¹ You’re trying to modify the existing layout precisely because you need tool support from pip etc. If you were to say that it was a purely runtime layout, and users would have to manually copy files into the __pypackages__ directory, then I’d be OK with ignoring this proposal (except to vote against it because I think it’ll die without tool support )

pf_moore · April 10, 2019, 2:30pm

Agreed (sorry for the low-content post, but there’s no way to “like” a part of a post in Discourse).

Not enough guidance on “best practice” (i.e., too much mechanism, not enough policy) is one of the major complaints we see in the packaging environment, and it’s why “opinionated guides” are often so popular.

ncoghlan · April 10, 2019, 2:31pm

Because environment markers allow the dependency resolution tree to arbitrarily change between platforms and Python versions, and there’s no guarantee that all projects will work correctly if platform-specific dependencies for other platforms are present in a franken-environment.

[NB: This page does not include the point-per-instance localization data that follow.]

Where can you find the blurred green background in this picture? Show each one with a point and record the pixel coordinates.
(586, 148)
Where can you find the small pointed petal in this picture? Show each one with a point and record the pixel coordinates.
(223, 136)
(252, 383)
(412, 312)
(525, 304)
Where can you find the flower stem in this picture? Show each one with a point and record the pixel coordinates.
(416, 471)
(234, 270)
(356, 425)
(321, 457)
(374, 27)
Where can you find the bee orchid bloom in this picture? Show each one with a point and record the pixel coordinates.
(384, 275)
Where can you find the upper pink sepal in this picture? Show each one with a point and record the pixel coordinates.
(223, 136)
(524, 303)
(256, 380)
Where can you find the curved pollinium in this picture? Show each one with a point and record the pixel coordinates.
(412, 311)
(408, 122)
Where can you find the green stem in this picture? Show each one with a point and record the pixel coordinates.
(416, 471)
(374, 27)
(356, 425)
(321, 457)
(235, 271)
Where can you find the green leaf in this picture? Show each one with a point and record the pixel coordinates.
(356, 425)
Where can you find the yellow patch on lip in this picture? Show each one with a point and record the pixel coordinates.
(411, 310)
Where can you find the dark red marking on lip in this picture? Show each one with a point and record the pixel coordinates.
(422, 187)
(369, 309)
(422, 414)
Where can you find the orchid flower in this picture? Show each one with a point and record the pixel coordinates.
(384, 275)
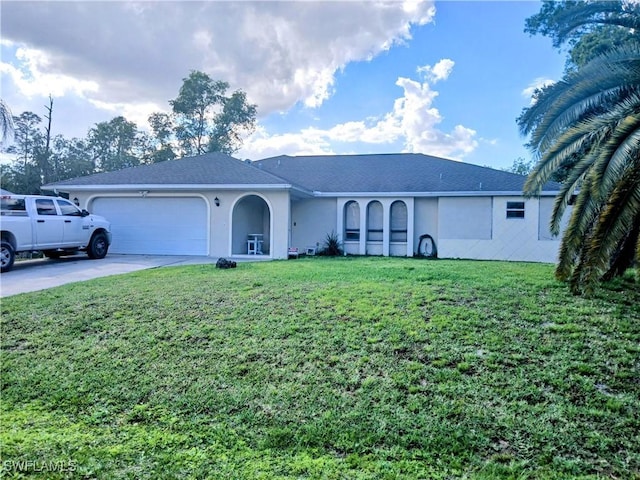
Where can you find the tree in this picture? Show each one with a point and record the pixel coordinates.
(237, 117)
(206, 120)
(72, 158)
(24, 176)
(593, 112)
(160, 148)
(589, 28)
(521, 166)
(43, 156)
(6, 121)
(114, 145)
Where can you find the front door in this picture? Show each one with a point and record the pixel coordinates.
(48, 224)
(73, 222)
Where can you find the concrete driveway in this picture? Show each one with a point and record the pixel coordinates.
(32, 275)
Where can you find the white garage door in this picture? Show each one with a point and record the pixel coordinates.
(155, 225)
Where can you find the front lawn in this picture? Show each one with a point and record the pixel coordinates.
(349, 368)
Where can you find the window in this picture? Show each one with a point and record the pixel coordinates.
(45, 207)
(68, 208)
(351, 221)
(13, 206)
(515, 209)
(374, 222)
(398, 222)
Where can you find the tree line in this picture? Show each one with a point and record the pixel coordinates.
(204, 117)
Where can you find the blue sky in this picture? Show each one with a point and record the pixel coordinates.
(328, 77)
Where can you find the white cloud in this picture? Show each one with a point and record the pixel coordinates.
(440, 71)
(280, 53)
(413, 121)
(36, 78)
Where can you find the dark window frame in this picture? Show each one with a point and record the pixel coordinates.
(515, 210)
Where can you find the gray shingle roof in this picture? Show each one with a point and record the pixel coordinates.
(406, 172)
(207, 169)
(331, 174)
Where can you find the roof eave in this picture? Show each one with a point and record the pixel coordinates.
(160, 186)
(476, 193)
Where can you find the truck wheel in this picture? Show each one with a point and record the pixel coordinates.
(7, 256)
(98, 246)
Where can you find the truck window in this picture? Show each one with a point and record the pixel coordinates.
(68, 208)
(13, 204)
(45, 207)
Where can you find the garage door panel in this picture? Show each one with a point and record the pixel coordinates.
(156, 225)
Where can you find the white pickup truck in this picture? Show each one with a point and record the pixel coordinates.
(52, 225)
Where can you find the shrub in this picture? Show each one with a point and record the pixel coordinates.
(332, 246)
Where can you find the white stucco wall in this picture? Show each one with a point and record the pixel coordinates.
(311, 221)
(515, 239)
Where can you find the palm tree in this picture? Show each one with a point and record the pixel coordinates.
(589, 124)
(6, 121)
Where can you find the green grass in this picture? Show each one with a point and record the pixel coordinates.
(365, 368)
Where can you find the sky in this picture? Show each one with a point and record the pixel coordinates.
(445, 78)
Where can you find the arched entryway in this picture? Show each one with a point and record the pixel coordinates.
(251, 227)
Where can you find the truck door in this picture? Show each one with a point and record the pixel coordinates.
(72, 224)
(48, 225)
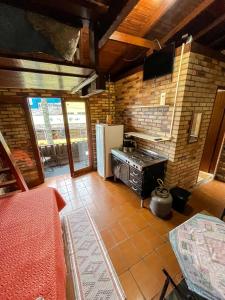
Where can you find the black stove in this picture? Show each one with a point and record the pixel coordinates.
(139, 159)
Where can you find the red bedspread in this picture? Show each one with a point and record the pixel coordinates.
(31, 248)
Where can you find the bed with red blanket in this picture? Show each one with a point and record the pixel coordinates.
(32, 261)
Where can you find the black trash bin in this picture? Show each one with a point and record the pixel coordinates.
(180, 198)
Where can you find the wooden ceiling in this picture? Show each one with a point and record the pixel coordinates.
(124, 30)
(166, 21)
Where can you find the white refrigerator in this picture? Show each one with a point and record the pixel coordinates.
(107, 137)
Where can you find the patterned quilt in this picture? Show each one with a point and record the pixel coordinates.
(32, 264)
(199, 245)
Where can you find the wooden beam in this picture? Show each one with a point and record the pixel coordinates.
(209, 27)
(199, 9)
(160, 11)
(132, 40)
(101, 7)
(119, 19)
(217, 41)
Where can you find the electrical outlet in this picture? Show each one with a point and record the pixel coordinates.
(163, 98)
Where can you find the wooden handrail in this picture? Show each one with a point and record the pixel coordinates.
(7, 155)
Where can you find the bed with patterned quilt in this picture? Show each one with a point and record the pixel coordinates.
(32, 263)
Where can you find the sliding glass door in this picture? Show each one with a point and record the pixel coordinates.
(78, 135)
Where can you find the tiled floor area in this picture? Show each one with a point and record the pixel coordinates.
(136, 240)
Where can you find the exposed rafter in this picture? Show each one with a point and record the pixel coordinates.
(199, 9)
(93, 4)
(210, 27)
(163, 8)
(121, 16)
(132, 40)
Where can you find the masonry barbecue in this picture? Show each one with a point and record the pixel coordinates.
(139, 170)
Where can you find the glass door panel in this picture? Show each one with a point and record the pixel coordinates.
(78, 134)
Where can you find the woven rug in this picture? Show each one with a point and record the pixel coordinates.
(93, 275)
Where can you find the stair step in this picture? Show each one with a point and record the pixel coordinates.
(4, 170)
(7, 183)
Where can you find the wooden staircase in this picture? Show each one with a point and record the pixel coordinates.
(11, 179)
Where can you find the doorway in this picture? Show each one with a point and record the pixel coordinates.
(61, 129)
(214, 139)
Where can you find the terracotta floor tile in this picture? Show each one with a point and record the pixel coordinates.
(168, 258)
(130, 287)
(137, 241)
(118, 260)
(133, 224)
(146, 241)
(108, 238)
(118, 233)
(148, 281)
(130, 254)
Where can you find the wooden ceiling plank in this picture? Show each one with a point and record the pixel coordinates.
(131, 39)
(93, 4)
(119, 19)
(30, 70)
(214, 24)
(199, 9)
(163, 8)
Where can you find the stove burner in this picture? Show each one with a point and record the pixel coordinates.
(139, 159)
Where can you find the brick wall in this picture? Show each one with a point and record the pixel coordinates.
(132, 91)
(99, 106)
(14, 129)
(220, 174)
(199, 80)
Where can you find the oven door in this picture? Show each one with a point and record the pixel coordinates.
(120, 169)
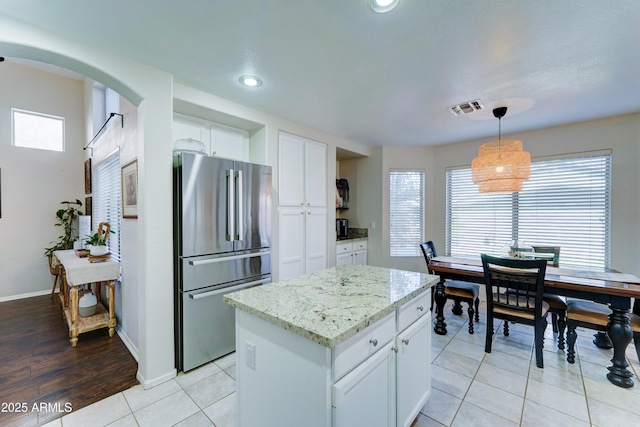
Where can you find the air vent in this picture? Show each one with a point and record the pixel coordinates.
(467, 107)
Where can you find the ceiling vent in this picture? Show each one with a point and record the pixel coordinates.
(467, 107)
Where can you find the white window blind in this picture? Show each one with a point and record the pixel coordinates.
(107, 200)
(36, 130)
(565, 203)
(406, 216)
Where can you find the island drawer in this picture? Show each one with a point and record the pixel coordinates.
(413, 310)
(359, 245)
(349, 353)
(344, 248)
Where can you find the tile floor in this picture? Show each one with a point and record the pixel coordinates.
(469, 388)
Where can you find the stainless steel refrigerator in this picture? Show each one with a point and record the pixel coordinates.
(222, 239)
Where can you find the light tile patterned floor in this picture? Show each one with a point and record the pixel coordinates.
(469, 388)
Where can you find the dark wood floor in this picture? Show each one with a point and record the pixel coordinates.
(39, 367)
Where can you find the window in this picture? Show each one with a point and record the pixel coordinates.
(406, 201)
(106, 199)
(565, 203)
(36, 130)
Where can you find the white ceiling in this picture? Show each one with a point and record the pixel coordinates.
(379, 79)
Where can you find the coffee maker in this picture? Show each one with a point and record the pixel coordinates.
(342, 225)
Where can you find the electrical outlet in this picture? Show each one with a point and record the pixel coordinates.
(250, 354)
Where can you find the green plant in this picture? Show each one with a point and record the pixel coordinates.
(65, 217)
(100, 238)
(96, 240)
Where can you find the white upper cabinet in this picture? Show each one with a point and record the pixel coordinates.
(219, 140)
(302, 171)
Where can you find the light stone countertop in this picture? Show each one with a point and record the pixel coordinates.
(331, 305)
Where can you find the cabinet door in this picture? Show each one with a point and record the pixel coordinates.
(291, 166)
(184, 128)
(291, 223)
(229, 143)
(315, 173)
(316, 239)
(360, 257)
(366, 395)
(413, 365)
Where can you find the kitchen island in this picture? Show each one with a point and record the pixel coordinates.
(345, 346)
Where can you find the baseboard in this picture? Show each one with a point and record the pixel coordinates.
(147, 384)
(127, 342)
(29, 295)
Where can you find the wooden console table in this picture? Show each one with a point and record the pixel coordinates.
(75, 272)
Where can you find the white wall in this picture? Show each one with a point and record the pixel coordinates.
(151, 91)
(34, 182)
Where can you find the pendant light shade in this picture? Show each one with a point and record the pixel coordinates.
(501, 166)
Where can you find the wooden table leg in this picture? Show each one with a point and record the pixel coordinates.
(73, 309)
(621, 334)
(440, 297)
(112, 317)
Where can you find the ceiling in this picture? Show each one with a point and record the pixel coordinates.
(379, 79)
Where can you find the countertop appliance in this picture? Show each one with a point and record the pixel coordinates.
(222, 244)
(342, 227)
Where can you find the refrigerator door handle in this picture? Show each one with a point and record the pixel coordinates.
(231, 204)
(228, 258)
(240, 212)
(228, 289)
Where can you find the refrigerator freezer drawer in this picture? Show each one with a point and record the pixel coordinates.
(200, 272)
(208, 325)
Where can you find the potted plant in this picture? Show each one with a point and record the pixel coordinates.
(65, 217)
(97, 243)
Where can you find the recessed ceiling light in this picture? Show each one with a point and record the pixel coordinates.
(251, 81)
(383, 6)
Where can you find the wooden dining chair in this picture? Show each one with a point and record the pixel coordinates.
(456, 290)
(514, 290)
(557, 304)
(593, 315)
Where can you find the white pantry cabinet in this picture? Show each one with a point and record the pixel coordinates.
(302, 171)
(303, 240)
(302, 211)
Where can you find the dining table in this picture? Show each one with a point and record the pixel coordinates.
(613, 288)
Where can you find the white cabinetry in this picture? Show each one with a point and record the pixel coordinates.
(302, 212)
(412, 370)
(378, 377)
(219, 140)
(371, 385)
(351, 252)
(408, 358)
(302, 171)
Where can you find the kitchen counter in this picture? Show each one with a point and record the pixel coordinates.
(331, 305)
(345, 346)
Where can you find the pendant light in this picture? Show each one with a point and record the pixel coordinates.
(501, 166)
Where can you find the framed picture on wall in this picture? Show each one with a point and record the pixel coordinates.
(87, 176)
(130, 190)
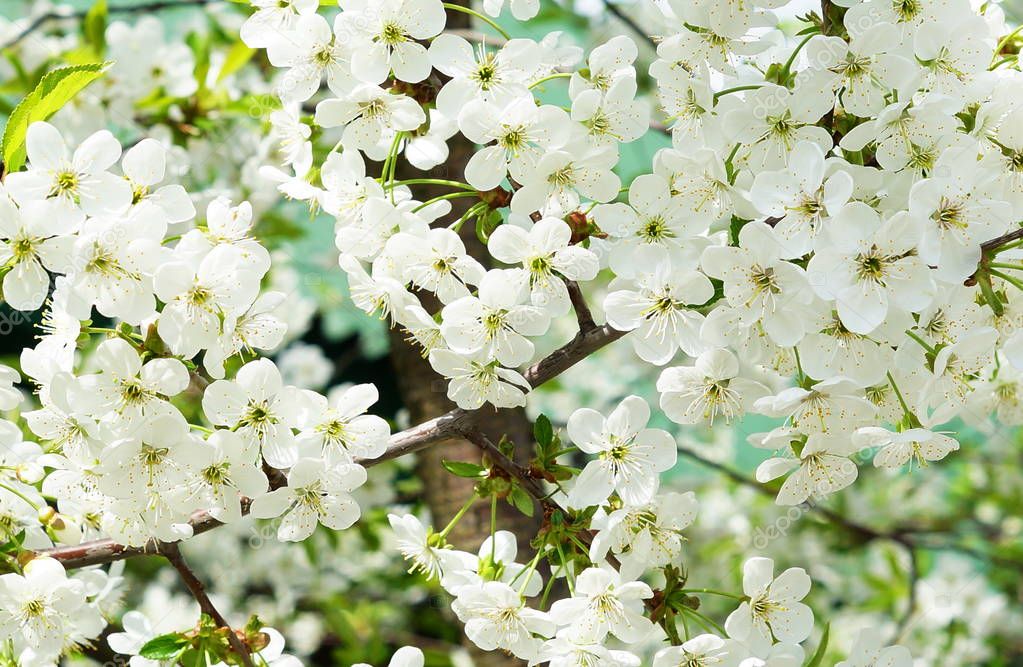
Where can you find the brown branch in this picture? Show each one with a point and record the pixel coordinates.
(171, 551)
(455, 423)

As a simple example: if a library is able to successfully import pywin32, they may interpret that as sufficient indication that they should use their Windows-specific paths without checking the running platform directly. Now, it could easily be said that such a project has a bug, and they should fix their bug, but the fact is that with out-of-tree virtual environments, system wide installations, and per-user installations, doing something like that will probably work fine in practice, since projects typically aren’t even going to try to install pywin32 as a dependency when running anywhere other than Windows.

The way that virtual environments deal with this problem is to associate each virtual environment with a specific interpreter, and then avoid sharing them between interpreters, and only copy virtual environments between compatible platforms. I’d like PEP 582 to adopt those same recommended practices.

steve.dower · April 10, 2019, 2:34pm

I’m going to use post 100 in this thread to withdraw my efforts for this proposal (I’ll leave it to the other authors to withdraw the PEP itself if they want to).

Clearly the packaging status quo is too entrenched to ever shift, so I’ll spend my time on more fruitful ideas.